Cette étude de la « Penn » suggère que le ciblage des fibrilles amyloïdes, présentes dans le sperme de patients infectés, permettrait d’empêcher la transmission sexuelle de l’infection. Ces fragments de protéines présentes dans le sperme humain augmentent en effet significativement l'infection par le virus Ebola, notamment en le protégeant contre certaines conditions environnementales extrêmes dont la chaleur et la déshydratation.

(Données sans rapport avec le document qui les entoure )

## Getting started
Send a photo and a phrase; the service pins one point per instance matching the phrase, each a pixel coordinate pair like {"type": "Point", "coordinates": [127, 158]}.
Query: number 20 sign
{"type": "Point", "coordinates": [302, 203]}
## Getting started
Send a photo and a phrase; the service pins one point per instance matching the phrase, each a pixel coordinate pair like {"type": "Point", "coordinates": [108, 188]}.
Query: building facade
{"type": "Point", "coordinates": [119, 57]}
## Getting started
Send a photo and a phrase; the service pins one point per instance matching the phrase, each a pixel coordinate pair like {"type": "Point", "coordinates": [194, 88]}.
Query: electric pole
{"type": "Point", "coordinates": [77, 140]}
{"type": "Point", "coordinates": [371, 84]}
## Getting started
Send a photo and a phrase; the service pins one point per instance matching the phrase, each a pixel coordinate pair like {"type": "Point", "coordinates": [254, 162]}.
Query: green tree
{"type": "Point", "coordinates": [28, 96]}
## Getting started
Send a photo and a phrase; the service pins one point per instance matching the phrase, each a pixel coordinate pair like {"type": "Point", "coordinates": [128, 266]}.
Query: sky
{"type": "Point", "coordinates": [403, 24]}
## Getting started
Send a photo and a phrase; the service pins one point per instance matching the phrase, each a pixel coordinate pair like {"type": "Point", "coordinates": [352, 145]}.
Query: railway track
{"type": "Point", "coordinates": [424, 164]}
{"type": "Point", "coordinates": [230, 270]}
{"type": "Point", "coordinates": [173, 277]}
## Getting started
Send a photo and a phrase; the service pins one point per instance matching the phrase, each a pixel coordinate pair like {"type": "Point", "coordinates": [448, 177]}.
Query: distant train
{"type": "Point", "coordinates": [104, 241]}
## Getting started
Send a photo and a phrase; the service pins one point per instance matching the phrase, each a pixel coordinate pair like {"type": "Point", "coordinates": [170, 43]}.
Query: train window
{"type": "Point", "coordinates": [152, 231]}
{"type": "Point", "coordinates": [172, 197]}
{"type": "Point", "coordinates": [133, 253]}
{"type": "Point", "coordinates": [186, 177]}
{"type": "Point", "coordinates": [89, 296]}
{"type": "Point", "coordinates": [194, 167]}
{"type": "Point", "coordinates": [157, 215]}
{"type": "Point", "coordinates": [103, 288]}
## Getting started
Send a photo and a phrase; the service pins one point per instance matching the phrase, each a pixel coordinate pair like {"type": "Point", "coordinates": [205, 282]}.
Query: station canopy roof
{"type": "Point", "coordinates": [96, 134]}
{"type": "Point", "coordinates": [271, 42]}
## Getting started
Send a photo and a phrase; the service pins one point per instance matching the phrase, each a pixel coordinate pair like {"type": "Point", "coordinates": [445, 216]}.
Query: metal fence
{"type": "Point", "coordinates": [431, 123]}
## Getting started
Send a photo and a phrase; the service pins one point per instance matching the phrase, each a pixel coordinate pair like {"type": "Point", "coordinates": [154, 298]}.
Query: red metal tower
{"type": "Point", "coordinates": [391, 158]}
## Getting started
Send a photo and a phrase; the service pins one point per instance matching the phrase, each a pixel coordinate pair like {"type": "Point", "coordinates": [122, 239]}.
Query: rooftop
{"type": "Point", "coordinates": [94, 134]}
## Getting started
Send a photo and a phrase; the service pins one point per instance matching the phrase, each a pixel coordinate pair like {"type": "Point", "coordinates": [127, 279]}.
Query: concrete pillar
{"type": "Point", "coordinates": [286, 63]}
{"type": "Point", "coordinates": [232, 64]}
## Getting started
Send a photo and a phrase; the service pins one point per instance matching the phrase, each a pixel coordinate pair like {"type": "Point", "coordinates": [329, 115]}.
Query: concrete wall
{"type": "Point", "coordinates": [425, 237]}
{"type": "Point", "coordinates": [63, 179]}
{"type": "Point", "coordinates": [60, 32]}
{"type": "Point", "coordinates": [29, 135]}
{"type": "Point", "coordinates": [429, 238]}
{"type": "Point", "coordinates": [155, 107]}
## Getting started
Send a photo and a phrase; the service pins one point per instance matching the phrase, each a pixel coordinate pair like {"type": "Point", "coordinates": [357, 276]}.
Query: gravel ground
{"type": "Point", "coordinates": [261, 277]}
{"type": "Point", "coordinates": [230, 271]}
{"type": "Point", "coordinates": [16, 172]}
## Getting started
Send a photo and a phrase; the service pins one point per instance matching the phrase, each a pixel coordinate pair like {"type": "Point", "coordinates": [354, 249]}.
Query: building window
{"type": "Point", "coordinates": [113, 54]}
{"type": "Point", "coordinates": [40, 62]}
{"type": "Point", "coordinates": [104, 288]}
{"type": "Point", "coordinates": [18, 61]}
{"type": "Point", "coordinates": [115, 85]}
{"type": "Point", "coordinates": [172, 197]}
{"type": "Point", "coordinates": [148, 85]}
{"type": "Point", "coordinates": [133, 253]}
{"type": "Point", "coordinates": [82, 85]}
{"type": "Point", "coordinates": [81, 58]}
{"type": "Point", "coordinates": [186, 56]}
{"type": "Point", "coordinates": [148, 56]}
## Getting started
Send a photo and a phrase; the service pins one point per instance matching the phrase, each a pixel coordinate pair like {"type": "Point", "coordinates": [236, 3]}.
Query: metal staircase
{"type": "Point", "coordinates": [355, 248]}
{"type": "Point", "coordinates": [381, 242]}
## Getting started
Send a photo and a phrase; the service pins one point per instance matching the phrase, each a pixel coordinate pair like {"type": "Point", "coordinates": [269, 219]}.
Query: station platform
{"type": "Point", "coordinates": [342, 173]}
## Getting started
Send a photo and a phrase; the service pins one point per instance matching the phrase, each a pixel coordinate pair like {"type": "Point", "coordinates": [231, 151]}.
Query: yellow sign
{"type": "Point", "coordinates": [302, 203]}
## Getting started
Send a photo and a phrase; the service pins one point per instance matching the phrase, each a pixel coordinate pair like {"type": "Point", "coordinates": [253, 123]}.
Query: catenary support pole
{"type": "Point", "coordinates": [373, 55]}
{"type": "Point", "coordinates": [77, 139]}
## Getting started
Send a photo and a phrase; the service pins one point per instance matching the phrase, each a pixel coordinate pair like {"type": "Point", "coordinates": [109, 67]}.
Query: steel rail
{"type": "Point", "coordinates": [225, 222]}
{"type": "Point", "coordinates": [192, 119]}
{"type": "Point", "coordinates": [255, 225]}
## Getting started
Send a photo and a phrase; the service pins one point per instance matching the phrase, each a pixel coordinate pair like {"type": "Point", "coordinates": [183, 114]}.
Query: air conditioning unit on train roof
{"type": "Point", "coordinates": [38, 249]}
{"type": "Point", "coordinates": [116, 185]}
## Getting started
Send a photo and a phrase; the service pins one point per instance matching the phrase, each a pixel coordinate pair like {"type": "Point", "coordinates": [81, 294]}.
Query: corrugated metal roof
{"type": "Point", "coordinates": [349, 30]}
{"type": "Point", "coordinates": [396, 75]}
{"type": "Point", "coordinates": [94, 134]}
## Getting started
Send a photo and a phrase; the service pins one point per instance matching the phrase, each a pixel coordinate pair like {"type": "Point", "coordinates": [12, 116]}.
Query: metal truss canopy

Les chercheurs de la Perelman School of Medicine de l'Université de Pennsylvanie documentent ce processus dans les Actes de l’Académie des Sciences américaine (PNAS).
Si le virus Ebola est principalement transmis par contact direct avec du sang et d'autres fluides corporels provenant de personnes infectées, des études de suivi de l'épidémie de 2014 ont montré que les hommes peuvent « héberger » le virus dans leur sperme pendant au moins 2,5 ans. L'équipe de la Penn estime que cibler les amyloïdes dans le sperme pourrait prévenir la transmission sexuelle du virus Ebola : « La transmission sexuelle du virus Ebola pose un problème de santé publique important, en particulier à la lumière de l'épidémie d'Ebola en cours en République démocratique du Congo », rappelle l’auteur principal, le Dr Paul Bates, professeur de microbiologie.
La transmission sexuelle a également été liée à la résurgence du virus Ebola en Guinée, qui avait pourtant été déclarée exempte d'Ebola lors de l'épidémie en Afrique de l'Ouest. Le rôle de facteurs de l'hôte et notamment impliqués dans la transmission sexuelle était resté mal compris. Des stratégies de lutte contre les amyloïdes, telles que la création de petites molécules qui perturbent sa structure, ont été mises au point pour ralentir ou stopper la transmission du VIH. Les chercheurs suggèrent que cette approche pourrait être testée pour sa capacité à réduire la transmission sexuelle d’Ebola.
Plusieurs types d'amyloïdes trouvés dans le sperme augmentent la transmission et l'infection d'autres virus, tels que le VIH, en aidant le virus à se fixer sur la membrane entourant les cellules hôtes. Lors d’une précédente recherche, l’un des co-auteurs de l’étude actuelle, le Dr James Shorter, professeur agrégé de biochimie et de biophysique avait décrypté comment les protéines de choc thermique de levure et une petite molécule appelée CLR01 pourraient perturber la formation de fibrilles amyloïdes trouvées dans le sperme.
Les amyloïdes transmettent 20 fois plus efficacement l’infection : Pour tester la capacité des amyloïdes à transmettre l'infection, des virus bénins avec la glycoprotéine Ebola (un marqueur à l'extérieur de la particule virale) ont été incubés avec des concentrations physiologiques d'amyloïdes de sperme avant de servir à infecter divers types de cellules humaines dont des macrophages. Les niveaux d'infection des cellules avec ce virus Ebola bénin et les amyloïdes étaient environ 20 fois plus élevés. Les amyloïdes améliorent la liaison du virus aux cellules et augmentent sa capacité à « s’introduire » dans les cellules hôtes. Les fibrilles modifient considérablement les propriétés physiques du virus, le rendant plus apte à survivre dans des environnements corporels internes extrêmes (température élevée et déshydratation).
Les amyloïdes du sperme apparaissent à la lumière de ces travaux comme des cibles prometteuses pour inhiber la propagation du virus Ebola. Les prochaines étapes sont de déterminer si les amyloïdes ont un effet sur Ebola dans les modèles d'infection vaginale et si les composés qui perturbent les amyloïdes sont bien protecteurs. Il « faudra » également analyser les amyloïdes trouvés dans d'autres sites, tels que l'intestin humain, pour préciser leur rôle éventuel dans d'autres types d'infections virales.